As a writer, I’m used to working alone. The early morning hours seem to be my best time to explore big ideas and dissect everyday happenings to look at them a different way. Watching the sun issue in a new day is exhilarating.
I was thinking about how other people find their most productive time to work. When is yours?
We Early Risers – #606
What time do you get up in the morning?
I’m an early riser – 5 a.m. for the most part. Love to see the sun lighten the sky and insist on a new day as it grows bright.
That’s my best time to think. It’s when these Consider This shows are written.
It’s quiet and personal and the day’s responsibilities can be held at bay long enough for thoughts of love and gratitude and joy to be celebrated first.
I find myself smiling, in front of the computer screen in those early hours.
I never pay bills at that hour, or plan a budget or open the mail. Save those for the afternoon, when energy is waning and mundane things can be done.
Early mornings are meant for thinking . . . planning . . . being mesmerized by the consideration of things that are and dare to be.
It’s not a time for Facebook or websites that present other people’s thoughts and ideas. In early morning, I want to feel my own thoughts; take them out, explore them, see if they stand up to early morning scrutiny.
Sometimes they don’t.
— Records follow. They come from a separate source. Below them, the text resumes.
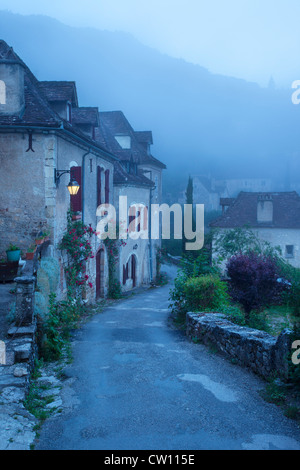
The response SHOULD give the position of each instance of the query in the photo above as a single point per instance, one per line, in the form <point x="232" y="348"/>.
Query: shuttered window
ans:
<point x="76" y="201"/>
<point x="107" y="187"/>
<point x="99" y="186"/>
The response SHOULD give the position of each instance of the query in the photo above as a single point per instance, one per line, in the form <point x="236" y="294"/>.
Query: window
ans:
<point x="124" y="141"/>
<point x="76" y="201"/>
<point x="289" y="251"/>
<point x="69" y="113"/>
<point x="99" y="186"/>
<point x="2" y="92"/>
<point x="107" y="187"/>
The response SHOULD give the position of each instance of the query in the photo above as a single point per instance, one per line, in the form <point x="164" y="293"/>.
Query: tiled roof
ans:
<point x="121" y="176"/>
<point x="85" y="116"/>
<point x="243" y="211"/>
<point x="114" y="123"/>
<point x="59" y="91"/>
<point x="144" y="137"/>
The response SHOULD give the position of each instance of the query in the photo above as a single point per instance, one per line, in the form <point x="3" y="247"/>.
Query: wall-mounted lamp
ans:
<point x="73" y="186"/>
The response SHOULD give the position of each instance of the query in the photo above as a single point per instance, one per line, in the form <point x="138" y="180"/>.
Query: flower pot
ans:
<point x="13" y="256"/>
<point x="8" y="271"/>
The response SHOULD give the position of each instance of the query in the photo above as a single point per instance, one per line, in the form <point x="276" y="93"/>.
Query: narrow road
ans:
<point x="140" y="385"/>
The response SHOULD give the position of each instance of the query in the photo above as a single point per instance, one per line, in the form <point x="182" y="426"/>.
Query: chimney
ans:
<point x="12" y="95"/>
<point x="265" y="208"/>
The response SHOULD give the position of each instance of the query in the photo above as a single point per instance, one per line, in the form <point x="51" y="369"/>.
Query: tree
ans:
<point x="253" y="281"/>
<point x="228" y="243"/>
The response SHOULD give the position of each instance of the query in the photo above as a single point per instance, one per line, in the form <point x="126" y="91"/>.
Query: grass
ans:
<point x="278" y="318"/>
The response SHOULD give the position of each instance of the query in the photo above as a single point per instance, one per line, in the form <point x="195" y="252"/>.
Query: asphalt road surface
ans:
<point x="137" y="384"/>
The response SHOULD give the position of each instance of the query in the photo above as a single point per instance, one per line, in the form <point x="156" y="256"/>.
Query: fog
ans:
<point x="203" y="123"/>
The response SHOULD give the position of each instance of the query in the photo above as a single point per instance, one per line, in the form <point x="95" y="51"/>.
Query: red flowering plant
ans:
<point x="76" y="242"/>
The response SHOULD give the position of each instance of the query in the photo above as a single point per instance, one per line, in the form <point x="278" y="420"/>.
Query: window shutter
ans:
<point x="145" y="218"/>
<point x="76" y="201"/>
<point x="99" y="186"/>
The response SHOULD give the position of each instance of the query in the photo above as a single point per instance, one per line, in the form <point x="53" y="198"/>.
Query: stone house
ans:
<point x="46" y="138"/>
<point x="274" y="217"/>
<point x="138" y="176"/>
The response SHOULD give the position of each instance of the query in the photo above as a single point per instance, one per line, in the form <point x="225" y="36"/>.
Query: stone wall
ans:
<point x="262" y="353"/>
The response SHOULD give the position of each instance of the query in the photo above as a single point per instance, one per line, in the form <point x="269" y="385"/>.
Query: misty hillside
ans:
<point x="201" y="122"/>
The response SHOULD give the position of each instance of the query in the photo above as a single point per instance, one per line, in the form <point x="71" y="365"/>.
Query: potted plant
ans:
<point x="40" y="239"/>
<point x="46" y="236"/>
<point x="30" y="252"/>
<point x="13" y="253"/>
<point x="8" y="271"/>
<point x="76" y="216"/>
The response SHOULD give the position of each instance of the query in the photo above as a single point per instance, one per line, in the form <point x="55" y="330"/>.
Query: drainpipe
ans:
<point x="150" y="229"/>
<point x="83" y="183"/>
<point x="149" y="235"/>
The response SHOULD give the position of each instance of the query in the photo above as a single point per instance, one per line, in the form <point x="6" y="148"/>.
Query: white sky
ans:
<point x="251" y="39"/>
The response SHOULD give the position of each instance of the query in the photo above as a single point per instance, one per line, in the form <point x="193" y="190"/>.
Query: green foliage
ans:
<point x="228" y="243"/>
<point x="234" y="314"/>
<point x="205" y="293"/>
<point x="76" y="243"/>
<point x="61" y="318"/>
<point x="294" y="369"/>
<point x="13" y="248"/>
<point x="177" y="296"/>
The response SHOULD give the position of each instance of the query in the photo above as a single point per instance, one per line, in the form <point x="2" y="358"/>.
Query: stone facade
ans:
<point x="262" y="353"/>
<point x="43" y="130"/>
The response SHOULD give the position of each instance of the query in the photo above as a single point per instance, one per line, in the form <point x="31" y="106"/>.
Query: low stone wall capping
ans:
<point x="261" y="352"/>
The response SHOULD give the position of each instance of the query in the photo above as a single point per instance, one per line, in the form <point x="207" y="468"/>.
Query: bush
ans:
<point x="205" y="293"/>
<point x="253" y="281"/>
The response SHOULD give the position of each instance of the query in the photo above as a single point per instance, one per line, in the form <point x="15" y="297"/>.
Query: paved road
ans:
<point x="138" y="384"/>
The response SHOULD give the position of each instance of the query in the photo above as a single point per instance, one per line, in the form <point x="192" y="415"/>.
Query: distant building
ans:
<point x="209" y="191"/>
<point x="273" y="216"/>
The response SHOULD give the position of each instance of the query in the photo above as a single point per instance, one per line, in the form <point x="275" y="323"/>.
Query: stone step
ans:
<point x="21" y="331"/>
<point x="11" y="381"/>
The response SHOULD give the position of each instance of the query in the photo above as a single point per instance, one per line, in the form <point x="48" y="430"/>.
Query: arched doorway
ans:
<point x="100" y="274"/>
<point x="130" y="270"/>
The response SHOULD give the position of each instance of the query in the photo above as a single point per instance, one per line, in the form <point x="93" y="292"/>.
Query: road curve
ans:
<point x="137" y="384"/>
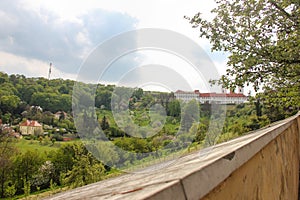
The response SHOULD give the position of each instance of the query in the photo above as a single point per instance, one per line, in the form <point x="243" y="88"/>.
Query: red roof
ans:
<point x="212" y="94"/>
<point x="30" y="123"/>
And a show half written crumbles away like a lyric by Adele. Concepts that do not deserve your ear are burned at the stake and you never hear them.
How do you spend your early mornings? Please come to our online blog and post your response. If you have no early morning rituals, tell when you do contemplate or meditate or evaluate thoughts and ideas. I would so like to hear.
During the days of self-quarantine, many people found new ways to concentrate, connect and reach their inner selves. Makes you wonder what the long-term result will be of our experiences with an overabundance of togetherness for some, loneliness for others. Blessed are those who managed to achieve balance between the two.